A particularly important concept is thermodynamic equilibrium, in which there is no tendency for the state of a system to change spontaneously. For example, the gas in a cylinder with a movable piston will be at equilibrium if the temperature and pressure inside are uniform and if the restraining force on the piston is just sufficient to keep it from moving. The system can then be made to change to a new state only by an externally imposed change in one of the state functions, such as the temperature by adding heat or the volume by moving the piston.
A sequence of one or more such steps connecting different states of the system is called a process. In general, a system is not in equilibrium as it adjusts to an abrupt change in its environment. For example, when a balloon bursts, the compressed gas inside is suddenly far from equilibrium, and it rapidly expands until it reaches a new equilibrium state. However, the same final state could be achieved by placing the same compressed gas in a cylinder with a movable piston and applying a sequence of many small increments in volume (and temperature), with the system being given time to come to equilibrium after each small increment. Such a process is said to be reversible because the system is at (or near) equilibrium at each step along its path, and the direction of change could be reversed at any point.

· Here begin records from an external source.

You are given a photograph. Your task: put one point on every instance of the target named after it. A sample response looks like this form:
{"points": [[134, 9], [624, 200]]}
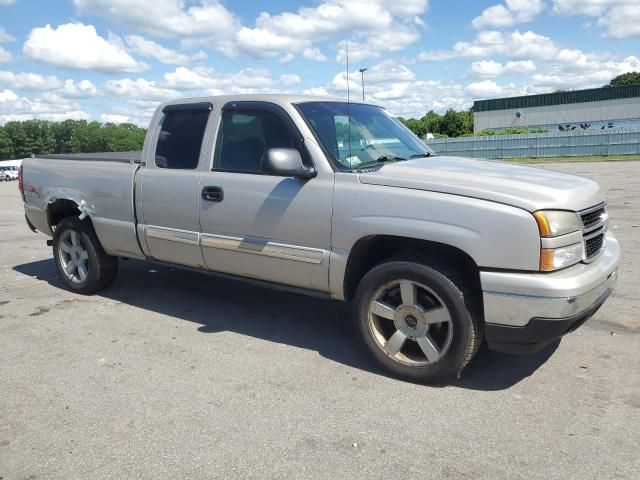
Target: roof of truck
{"points": [[277, 98]]}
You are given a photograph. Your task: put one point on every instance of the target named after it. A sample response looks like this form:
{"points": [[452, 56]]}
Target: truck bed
{"points": [[101, 184], [121, 157]]}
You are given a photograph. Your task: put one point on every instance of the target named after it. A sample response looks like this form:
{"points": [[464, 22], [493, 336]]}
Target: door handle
{"points": [[212, 194]]}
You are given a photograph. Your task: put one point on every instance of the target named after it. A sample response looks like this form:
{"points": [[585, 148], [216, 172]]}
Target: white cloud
{"points": [[487, 68], [81, 89], [511, 13], [46, 107], [203, 80], [114, 118], [381, 23], [140, 89], [314, 54], [320, 91], [5, 57], [78, 46], [206, 18], [4, 36], [203, 22], [517, 45], [486, 88], [287, 58], [492, 69], [620, 18], [289, 79], [393, 39], [622, 21], [148, 48], [592, 8], [29, 81]]}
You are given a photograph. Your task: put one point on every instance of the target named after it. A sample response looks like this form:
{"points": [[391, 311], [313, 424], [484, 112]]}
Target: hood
{"points": [[529, 188]]}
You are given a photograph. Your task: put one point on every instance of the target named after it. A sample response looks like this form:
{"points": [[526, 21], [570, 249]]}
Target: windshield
{"points": [[371, 137]]}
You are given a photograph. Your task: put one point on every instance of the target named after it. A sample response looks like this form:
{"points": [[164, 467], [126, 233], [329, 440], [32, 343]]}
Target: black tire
{"points": [[101, 267], [451, 289]]}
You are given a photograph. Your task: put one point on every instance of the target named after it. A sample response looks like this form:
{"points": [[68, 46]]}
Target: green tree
{"points": [[6, 147], [21, 139], [630, 78]]}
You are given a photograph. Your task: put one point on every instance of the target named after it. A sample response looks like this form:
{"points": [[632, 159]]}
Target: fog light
{"points": [[556, 258]]}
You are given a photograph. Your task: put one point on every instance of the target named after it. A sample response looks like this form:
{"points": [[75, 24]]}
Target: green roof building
{"points": [[596, 108]]}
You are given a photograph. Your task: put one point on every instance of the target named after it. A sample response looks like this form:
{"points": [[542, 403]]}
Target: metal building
{"points": [[596, 108]]}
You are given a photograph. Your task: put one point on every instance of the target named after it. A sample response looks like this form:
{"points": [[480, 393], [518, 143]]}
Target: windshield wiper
{"points": [[387, 158], [381, 159]]}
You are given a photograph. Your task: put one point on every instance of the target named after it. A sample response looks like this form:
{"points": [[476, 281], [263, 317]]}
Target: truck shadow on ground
{"points": [[219, 305]]}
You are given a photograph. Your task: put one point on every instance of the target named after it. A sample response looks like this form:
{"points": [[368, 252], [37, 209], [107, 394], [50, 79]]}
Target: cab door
{"points": [[257, 225], [170, 184]]}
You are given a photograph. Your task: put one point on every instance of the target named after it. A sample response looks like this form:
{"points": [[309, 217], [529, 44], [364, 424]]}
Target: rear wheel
{"points": [[416, 322], [84, 265]]}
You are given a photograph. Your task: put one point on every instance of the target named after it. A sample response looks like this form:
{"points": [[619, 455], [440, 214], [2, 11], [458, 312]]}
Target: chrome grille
{"points": [[594, 227], [593, 246], [593, 217]]}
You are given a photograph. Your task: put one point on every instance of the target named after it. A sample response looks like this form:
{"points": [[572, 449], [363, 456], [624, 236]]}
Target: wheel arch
{"points": [[62, 208], [372, 250]]}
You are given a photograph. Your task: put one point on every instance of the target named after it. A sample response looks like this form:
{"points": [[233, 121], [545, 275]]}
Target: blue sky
{"points": [[114, 60]]}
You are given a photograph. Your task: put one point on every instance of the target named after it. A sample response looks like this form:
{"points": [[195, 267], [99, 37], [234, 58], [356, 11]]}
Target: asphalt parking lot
{"points": [[174, 374]]}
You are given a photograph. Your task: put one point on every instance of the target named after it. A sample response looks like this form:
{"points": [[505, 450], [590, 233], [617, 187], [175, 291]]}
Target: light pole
{"points": [[362, 70]]}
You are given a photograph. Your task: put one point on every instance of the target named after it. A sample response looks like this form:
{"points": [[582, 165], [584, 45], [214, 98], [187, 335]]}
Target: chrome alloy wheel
{"points": [[74, 256], [410, 323]]}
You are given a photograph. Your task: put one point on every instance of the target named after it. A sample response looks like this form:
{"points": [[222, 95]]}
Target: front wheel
{"points": [[416, 322], [84, 265]]}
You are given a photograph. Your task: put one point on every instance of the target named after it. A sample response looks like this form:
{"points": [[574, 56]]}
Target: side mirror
{"points": [[286, 162]]}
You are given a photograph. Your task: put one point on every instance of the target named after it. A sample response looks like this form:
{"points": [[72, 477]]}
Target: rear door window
{"points": [[244, 136], [180, 139]]}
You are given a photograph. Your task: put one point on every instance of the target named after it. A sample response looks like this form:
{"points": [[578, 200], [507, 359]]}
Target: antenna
{"points": [[348, 106]]}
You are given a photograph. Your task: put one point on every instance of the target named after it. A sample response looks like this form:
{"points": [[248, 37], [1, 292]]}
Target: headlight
{"points": [[556, 258], [553, 223]]}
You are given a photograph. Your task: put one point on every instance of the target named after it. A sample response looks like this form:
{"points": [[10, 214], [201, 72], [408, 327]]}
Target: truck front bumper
{"points": [[526, 311]]}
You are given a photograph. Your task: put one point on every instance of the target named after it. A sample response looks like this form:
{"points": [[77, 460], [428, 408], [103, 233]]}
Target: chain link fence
{"points": [[581, 143]]}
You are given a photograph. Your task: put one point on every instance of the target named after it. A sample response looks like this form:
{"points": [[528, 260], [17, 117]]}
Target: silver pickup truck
{"points": [[325, 197]]}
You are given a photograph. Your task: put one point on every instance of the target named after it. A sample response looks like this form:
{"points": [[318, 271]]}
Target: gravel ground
{"points": [[173, 374]]}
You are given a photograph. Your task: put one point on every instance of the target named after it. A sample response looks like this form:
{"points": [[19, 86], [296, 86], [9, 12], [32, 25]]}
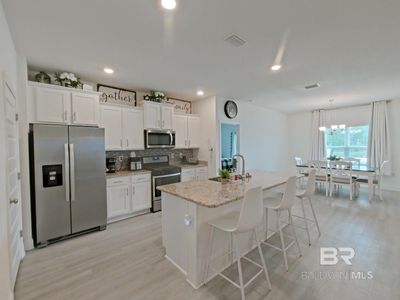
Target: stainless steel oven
{"points": [[159, 181], [155, 138]]}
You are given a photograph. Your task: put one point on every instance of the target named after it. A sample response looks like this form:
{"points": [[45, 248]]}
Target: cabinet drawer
{"points": [[118, 180], [140, 178]]}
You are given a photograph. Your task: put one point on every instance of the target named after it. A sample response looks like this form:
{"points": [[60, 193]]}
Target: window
{"points": [[351, 142]]}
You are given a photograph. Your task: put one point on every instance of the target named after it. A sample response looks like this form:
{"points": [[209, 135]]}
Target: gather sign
{"points": [[116, 95]]}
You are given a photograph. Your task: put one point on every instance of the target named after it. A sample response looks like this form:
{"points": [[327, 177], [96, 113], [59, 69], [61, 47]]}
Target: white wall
{"points": [[300, 133], [263, 136], [8, 68], [206, 109]]}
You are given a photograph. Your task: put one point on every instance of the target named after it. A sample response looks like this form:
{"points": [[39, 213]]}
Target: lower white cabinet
{"points": [[194, 174], [127, 195], [118, 197]]}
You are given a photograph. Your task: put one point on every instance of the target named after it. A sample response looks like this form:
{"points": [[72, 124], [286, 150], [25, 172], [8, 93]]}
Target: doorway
{"points": [[229, 144]]}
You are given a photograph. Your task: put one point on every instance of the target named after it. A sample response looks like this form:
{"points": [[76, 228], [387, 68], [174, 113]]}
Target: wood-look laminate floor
{"points": [[127, 261]]}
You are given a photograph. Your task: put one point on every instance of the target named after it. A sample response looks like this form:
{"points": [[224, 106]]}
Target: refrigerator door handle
{"points": [[66, 171], [72, 171]]}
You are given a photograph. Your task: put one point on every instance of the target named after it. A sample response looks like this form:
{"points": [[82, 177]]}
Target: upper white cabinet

This example illustrates how two different paths can connect the same initial and final states. The first is irreversible (the balloon bursts), and the second is reversible. The concept of reversible processes is something like motion without friction in mechanics. It represents an idealized limiting case that is very useful in discussing the properties of real systems. Many of the results of thermodynamics are derived from the properties of reversible processes.